You also need to make the cluster decision for your engineers: Usually, not every engineer needs an own cluster but namespaces are often enough, so you might provide them with self-service namespaces that run on just one cluster. Still, some engineers may have special requirements and need to work directly on the Kubernetes configuration. Since this is not possible with simple namespaces, these engineers should get individual clusters or alternatively virtual clusters, which I will describe next.
If you want to learn more about the decision about clusters for development purposes, take a look at this comparison of individual clusters and shared clusters for development.
Use Virtual Clusters
Another way to decrease the number of clusters is to use virtual clusters (vClusters). Virtual clusters are very similar to “real” clusters but are virtualized and several virtual clusters can thus run on one physical cluster. Virtual clusters have some advantages that allow you to replace physical clusters with vClusters:
Virtual clusters solve the multi-tenancy issue as they provide better isolation of tenants than namespaces, which is why it is easier to implement hard multi-tenancy with vClusters. Additionally, the tenants can configure their vCluster freely and independently from others, so that vClusters are very good development environments even for engineers that need to configure Kubernetes or use a specific version of it. Finally, you can use vClusters for cluster sharding, so it is, for example, possible to handle more requests and thus push the feasible technical limits of Kubernetes.

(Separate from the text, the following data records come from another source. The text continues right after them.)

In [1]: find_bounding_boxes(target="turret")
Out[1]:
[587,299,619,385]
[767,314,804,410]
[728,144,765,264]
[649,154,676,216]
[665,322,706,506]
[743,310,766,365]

Since virtual clusters are still running on a single physical cluster, this physical cluster remains a single point of failure. However, as the configurations and additional installations can be done on the vCluster level, the underlying cluster can be rather simple with only basic components, which makes this cluster less error-prone and thus more stable.
Implement Effective Multi-Tenancy
One of the reasons why some companies prefer to use many clusters is that they are not sure how to implement multi-tenancy and how much effort this is. If more organizations get best practices for Kubernetes multi-tenancy right, they could reduce the number of clusters, especially for non-production use cases.

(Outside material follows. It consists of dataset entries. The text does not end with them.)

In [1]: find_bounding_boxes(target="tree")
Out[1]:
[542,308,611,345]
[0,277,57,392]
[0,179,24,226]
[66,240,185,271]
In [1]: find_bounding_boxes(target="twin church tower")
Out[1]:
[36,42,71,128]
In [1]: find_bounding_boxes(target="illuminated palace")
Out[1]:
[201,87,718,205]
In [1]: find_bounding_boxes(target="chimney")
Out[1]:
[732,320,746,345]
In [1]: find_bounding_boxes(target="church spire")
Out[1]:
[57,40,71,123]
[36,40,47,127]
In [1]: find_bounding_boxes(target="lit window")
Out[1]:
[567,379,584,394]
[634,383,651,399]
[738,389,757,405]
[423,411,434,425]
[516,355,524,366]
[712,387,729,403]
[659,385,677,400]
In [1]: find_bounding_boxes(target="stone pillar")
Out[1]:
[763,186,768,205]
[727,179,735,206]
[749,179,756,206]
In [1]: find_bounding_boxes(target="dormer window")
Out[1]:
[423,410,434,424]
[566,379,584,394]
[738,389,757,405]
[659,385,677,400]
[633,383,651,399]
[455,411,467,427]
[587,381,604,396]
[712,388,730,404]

Fortunately, Kubernetes has some helpful features for multi-tenancy, such as Role-based access control (RBAC) and Resource Quotas. In general, setting up a good multi-tenant system is mostly a one-time effort and requires good user management and strictly enforced user limits. To get this, some companies such as Spotify started to build their own internal Kubernetes platforms, but it is also possible to buy out-of-the-box solutions for this, such as Loft.

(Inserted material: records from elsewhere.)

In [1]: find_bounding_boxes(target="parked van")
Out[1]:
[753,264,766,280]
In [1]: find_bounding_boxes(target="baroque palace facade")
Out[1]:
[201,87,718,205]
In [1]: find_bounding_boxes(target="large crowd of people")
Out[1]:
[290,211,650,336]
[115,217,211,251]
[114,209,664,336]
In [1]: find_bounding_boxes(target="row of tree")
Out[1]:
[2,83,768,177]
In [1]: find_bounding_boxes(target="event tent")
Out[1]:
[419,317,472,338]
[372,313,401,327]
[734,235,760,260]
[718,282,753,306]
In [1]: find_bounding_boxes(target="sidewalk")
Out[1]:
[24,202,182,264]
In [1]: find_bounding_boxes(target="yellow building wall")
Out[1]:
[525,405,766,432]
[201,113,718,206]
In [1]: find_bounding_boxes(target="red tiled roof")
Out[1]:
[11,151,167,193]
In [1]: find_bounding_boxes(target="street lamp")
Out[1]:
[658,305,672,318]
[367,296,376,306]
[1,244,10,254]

Reducing the number of clusters can lead to significant cost savings. However, just using a single cluster is often not the right solution as this could negatively impact the stability of your system. Finding the right number of clusters for your use case is therefore not an easy task because there is no general rule of how many clusters are optimal.
It is rather a question you have to answer for every application and every group of engineers individually by assessing their situation and needs. However, it is possible to reduce the minimum number of necessary clusters by replacing some clusters with virtual clusters and by implementing efficient multi-tenancy.
This will allow you to improve the cost-efficiency of your Kubernetes system without a negative impact on its stability.